Afterwards, Lew played the piano – he is an accomplished musician and accompanies several singers, in particular our friend Nicole Pasternak when he is in Connecticut or she visits Sedona http://www.nicolepasternak.com/. It was wonderful spending some time with them and to visit the natural wonders of Sedona.

From there we drove on to the Grand Canyon, staying at the famous El Tovar Hotel located on the Canyon Rim. From that location we watched both the sunset and sunrise. Words are inadequate to describe the scene.

After leaving the Canyon, we were determined to drive along a stretch of Route 66, from Seligman AZ to Kingman AZ with long vistas paralleling the Santa Fe RR, driving alongside freight trains numbering untold cars. It was a windy day and tumbleweeds crossed the road. In other words, Route 66 was pretty much as I had hoped and here are a few of my favorite photos I took along the way.










Our plans were to drive on to Las Vegas to see an old dear friend, Marge, and then catch a flight back to NY to pick up our car and stuff from the boat and begin our drive back to Florida. But before Las Vegas, I wanted to visit an old mining town along the way, Chloride, AZ (right near Grasshopper
Junction – no kidding). Talk about entering a time machine, as these photos attest.

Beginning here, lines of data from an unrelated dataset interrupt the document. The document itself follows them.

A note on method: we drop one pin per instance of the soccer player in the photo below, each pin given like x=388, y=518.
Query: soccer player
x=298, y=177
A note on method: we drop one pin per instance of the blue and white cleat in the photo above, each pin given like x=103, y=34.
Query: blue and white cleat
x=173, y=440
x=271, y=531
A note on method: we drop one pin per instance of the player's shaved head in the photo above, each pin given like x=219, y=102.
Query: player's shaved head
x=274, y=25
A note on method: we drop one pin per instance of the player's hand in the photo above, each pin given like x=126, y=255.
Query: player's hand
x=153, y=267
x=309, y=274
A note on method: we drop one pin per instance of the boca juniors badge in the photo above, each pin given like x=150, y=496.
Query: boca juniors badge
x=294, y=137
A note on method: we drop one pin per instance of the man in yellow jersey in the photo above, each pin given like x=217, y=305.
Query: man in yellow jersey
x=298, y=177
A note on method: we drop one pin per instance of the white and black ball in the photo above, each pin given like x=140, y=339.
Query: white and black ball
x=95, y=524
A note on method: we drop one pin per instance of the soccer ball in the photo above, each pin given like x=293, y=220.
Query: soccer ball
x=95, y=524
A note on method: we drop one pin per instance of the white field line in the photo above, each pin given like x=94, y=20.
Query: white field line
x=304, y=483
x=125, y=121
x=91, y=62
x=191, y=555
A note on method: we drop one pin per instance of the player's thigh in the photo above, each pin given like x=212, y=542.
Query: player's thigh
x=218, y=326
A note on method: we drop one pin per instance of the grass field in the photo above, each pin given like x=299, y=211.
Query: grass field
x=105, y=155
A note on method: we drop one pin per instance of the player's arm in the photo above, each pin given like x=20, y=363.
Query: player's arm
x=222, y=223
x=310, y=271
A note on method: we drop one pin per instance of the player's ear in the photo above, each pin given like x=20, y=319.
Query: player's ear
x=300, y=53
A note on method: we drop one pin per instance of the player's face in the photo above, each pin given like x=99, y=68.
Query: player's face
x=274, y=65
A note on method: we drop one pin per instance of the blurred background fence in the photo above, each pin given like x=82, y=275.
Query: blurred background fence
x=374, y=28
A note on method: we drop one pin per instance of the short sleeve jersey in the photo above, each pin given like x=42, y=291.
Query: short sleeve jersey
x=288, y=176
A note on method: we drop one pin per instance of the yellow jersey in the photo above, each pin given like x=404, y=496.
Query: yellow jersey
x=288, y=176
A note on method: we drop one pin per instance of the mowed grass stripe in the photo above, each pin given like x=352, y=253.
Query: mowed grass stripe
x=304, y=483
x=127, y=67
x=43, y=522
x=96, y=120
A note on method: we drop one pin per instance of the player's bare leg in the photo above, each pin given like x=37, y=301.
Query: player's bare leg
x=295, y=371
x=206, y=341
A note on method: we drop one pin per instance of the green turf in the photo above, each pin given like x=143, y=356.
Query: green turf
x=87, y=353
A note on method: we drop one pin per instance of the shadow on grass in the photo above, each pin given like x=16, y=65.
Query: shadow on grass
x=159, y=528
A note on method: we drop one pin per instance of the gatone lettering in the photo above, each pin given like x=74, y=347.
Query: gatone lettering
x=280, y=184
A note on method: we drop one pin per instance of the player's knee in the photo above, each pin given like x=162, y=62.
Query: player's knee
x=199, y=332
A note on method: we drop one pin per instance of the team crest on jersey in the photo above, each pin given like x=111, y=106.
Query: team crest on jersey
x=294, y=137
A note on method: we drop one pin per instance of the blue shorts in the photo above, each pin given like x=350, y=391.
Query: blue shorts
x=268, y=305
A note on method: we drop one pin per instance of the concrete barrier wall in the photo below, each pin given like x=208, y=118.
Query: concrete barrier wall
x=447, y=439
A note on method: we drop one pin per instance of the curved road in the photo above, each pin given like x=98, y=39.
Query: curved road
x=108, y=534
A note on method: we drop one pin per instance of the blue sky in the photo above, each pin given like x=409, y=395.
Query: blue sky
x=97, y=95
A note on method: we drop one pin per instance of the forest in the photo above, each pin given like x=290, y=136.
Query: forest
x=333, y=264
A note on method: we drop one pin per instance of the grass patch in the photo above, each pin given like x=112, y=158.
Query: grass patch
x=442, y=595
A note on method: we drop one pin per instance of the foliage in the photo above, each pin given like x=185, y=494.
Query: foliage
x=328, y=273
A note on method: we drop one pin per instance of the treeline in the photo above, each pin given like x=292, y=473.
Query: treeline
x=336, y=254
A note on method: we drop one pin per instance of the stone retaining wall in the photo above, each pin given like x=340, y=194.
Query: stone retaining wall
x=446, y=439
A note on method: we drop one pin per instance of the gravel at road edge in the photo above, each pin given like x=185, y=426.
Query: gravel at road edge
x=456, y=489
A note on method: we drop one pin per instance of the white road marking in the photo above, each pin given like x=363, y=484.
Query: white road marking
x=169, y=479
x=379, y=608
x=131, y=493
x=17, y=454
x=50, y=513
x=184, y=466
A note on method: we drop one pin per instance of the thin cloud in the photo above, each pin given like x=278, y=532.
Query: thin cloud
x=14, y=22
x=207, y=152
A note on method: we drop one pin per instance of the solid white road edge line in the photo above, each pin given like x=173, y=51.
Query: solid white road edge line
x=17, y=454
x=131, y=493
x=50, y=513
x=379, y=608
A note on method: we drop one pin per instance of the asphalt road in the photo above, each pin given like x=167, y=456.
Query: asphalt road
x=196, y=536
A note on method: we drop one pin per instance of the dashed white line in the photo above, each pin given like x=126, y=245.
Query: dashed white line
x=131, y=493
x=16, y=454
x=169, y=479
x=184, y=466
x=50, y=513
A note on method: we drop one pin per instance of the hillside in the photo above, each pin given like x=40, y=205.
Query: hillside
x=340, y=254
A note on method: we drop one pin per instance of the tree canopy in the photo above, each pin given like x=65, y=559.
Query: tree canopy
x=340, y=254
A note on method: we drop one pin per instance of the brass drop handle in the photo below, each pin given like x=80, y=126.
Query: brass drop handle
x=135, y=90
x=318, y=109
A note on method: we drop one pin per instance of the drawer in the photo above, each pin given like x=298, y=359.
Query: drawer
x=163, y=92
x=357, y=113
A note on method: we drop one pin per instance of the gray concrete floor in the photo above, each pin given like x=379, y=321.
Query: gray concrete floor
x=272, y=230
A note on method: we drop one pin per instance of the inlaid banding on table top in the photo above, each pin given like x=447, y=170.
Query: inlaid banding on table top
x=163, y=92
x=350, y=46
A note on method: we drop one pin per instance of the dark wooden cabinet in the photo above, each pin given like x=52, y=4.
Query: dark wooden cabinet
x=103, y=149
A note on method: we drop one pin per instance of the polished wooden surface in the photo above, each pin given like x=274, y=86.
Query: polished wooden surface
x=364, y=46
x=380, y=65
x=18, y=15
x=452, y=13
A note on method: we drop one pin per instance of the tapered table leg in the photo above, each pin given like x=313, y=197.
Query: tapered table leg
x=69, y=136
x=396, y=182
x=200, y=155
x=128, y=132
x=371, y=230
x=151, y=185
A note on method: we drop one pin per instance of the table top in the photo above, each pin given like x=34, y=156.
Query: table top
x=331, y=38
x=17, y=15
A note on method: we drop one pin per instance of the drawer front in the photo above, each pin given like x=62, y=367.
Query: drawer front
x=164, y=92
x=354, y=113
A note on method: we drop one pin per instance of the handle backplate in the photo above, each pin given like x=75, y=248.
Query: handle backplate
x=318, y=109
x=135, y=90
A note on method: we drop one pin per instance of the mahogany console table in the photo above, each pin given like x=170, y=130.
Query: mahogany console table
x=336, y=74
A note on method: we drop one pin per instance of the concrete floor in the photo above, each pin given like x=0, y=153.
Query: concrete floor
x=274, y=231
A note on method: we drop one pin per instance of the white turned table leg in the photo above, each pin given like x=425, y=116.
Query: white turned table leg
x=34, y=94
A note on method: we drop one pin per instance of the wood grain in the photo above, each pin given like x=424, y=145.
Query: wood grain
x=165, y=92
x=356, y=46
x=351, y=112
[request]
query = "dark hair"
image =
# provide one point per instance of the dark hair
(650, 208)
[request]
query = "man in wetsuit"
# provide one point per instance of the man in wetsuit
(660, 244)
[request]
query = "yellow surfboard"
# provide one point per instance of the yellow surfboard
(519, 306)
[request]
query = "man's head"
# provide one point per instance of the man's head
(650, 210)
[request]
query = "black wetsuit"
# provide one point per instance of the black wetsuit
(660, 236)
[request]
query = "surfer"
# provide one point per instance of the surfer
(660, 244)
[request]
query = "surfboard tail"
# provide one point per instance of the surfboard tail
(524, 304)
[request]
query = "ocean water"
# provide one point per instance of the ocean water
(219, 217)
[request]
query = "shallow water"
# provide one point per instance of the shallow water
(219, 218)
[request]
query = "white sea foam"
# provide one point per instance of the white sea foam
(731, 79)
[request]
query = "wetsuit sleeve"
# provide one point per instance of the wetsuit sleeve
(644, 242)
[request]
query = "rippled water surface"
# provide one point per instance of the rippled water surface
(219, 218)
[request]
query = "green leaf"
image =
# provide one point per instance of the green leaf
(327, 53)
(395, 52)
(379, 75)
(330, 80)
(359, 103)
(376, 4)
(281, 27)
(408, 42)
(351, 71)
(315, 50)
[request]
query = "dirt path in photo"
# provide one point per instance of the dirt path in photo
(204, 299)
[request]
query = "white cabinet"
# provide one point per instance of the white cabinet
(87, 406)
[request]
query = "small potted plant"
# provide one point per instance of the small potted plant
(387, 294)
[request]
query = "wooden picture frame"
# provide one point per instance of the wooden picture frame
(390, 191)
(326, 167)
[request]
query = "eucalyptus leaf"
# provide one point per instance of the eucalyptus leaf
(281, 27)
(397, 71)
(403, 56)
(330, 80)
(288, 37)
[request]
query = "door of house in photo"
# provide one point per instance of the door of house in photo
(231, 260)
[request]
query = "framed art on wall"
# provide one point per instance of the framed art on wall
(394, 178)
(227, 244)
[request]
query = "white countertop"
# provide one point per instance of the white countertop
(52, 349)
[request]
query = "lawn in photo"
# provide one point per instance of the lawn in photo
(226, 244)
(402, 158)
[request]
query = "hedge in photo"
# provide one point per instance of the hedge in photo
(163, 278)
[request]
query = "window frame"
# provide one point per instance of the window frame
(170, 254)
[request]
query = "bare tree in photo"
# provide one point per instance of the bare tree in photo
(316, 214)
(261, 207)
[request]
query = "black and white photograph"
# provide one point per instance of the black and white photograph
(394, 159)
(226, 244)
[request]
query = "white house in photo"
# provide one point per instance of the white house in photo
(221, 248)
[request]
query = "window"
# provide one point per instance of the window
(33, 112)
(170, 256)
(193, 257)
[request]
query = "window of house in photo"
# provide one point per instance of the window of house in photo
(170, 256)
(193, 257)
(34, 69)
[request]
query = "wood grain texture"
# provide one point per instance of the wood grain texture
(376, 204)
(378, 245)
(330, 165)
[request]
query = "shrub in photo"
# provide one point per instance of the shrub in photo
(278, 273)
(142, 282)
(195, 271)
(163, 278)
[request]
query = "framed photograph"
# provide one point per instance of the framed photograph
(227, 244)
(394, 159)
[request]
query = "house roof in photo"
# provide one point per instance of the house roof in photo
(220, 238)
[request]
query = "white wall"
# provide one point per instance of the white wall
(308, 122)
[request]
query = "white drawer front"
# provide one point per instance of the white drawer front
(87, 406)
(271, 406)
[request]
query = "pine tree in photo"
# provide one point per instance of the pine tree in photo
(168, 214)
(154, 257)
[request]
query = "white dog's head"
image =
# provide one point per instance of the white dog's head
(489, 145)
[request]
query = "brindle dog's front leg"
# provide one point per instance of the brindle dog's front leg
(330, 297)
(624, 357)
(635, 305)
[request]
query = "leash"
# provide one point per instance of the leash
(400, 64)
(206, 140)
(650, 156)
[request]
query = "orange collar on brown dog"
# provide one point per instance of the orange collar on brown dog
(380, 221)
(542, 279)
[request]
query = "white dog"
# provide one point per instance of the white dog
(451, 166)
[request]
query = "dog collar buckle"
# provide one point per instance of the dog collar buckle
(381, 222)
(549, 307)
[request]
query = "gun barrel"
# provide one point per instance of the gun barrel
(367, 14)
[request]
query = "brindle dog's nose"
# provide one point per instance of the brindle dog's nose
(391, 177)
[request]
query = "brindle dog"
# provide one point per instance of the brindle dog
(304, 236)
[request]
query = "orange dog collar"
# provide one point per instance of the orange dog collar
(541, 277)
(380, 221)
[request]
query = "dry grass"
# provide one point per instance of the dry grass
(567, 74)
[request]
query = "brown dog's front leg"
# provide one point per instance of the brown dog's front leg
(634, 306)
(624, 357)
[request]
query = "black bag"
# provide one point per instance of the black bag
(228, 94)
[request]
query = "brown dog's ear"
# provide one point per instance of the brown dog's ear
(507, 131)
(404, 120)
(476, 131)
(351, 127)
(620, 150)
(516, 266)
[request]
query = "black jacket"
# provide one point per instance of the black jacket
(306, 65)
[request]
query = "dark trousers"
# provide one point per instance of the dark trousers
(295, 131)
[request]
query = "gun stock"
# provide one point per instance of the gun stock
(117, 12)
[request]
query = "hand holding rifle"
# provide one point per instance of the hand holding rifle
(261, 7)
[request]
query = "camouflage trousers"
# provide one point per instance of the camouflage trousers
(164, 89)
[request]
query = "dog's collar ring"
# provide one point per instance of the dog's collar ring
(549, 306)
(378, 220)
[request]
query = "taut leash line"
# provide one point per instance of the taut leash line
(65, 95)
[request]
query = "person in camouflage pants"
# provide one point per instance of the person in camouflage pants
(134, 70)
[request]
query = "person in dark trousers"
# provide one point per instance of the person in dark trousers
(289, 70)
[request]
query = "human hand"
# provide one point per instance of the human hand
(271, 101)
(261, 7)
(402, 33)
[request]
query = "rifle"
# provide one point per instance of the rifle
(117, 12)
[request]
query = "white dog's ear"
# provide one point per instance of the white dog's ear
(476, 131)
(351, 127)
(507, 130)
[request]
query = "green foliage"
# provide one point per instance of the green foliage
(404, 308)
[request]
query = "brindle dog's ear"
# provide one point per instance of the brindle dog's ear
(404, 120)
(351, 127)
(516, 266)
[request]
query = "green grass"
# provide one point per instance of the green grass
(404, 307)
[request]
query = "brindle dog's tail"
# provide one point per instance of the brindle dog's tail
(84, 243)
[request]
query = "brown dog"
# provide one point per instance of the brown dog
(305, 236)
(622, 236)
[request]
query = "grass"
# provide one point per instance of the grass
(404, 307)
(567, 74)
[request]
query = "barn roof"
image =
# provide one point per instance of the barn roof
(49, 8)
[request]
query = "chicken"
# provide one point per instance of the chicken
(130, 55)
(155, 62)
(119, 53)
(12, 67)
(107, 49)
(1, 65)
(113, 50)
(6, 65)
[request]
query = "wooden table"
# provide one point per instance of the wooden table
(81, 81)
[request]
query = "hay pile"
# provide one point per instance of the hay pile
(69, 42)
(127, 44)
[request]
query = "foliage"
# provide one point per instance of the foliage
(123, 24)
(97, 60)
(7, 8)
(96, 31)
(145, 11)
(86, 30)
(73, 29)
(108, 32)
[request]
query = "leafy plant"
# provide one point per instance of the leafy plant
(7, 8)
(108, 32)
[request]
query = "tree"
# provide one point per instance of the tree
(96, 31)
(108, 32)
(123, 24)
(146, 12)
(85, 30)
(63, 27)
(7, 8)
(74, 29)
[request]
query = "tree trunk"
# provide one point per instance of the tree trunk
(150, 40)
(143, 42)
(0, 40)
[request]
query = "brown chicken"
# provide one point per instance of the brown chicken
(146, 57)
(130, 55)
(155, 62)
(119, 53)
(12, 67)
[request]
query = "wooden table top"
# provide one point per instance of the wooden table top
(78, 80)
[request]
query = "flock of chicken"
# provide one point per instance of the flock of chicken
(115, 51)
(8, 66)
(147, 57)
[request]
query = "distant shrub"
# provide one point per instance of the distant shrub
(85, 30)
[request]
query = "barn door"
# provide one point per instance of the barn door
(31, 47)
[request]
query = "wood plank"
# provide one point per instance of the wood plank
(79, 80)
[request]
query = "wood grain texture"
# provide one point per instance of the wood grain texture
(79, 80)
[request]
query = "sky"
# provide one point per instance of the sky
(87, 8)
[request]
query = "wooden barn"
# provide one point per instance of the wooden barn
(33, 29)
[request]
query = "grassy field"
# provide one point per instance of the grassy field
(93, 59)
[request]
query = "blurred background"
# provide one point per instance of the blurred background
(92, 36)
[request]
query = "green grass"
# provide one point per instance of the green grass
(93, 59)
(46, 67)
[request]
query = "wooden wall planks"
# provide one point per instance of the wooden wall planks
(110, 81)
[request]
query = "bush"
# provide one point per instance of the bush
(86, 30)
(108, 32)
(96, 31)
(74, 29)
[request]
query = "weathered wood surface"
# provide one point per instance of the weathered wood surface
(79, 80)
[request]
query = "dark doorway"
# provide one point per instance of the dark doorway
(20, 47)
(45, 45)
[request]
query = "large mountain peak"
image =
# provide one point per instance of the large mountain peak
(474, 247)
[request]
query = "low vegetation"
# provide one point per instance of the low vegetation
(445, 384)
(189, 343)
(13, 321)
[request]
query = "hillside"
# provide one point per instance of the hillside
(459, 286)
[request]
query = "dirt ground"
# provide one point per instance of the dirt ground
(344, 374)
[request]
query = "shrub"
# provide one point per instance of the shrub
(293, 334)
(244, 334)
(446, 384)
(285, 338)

We arrived in Las Vegas later in the afternoon. The last time we were there was to see Marge’s husband, Peter, a close friend of mine, more than 15 years ago. He had been diagnosed with cancer and we wanted to visit him. I wrote about this wonderful man and good friend last year: http://lacunaemusing.blogspot.com/2007/12/business-relationships.html



Never my favorite city, Las Vegas has gone from excess to excess to the second power, a geometric growth of overindulgence, sort of emblematic of our country’s economic mess. Nonetheless, it was great to see Marge (who never visits the strip other than to see friends who might be passing through - such as ourselves). We did the “high life” bit in 24 hours, had an excellent dinner, enjoyed a Cirque du Soleil performance, and even committed $10 apiece to slot machines, from which I walked away $3 to the plus, after nearly losing everything. Ann, on the other hand, lost everything, period.

So after driving some 1,200 miles we boarded a Jet Blue flight for JFK wherewe picked up our car and began another 1,200 mile drive home from there.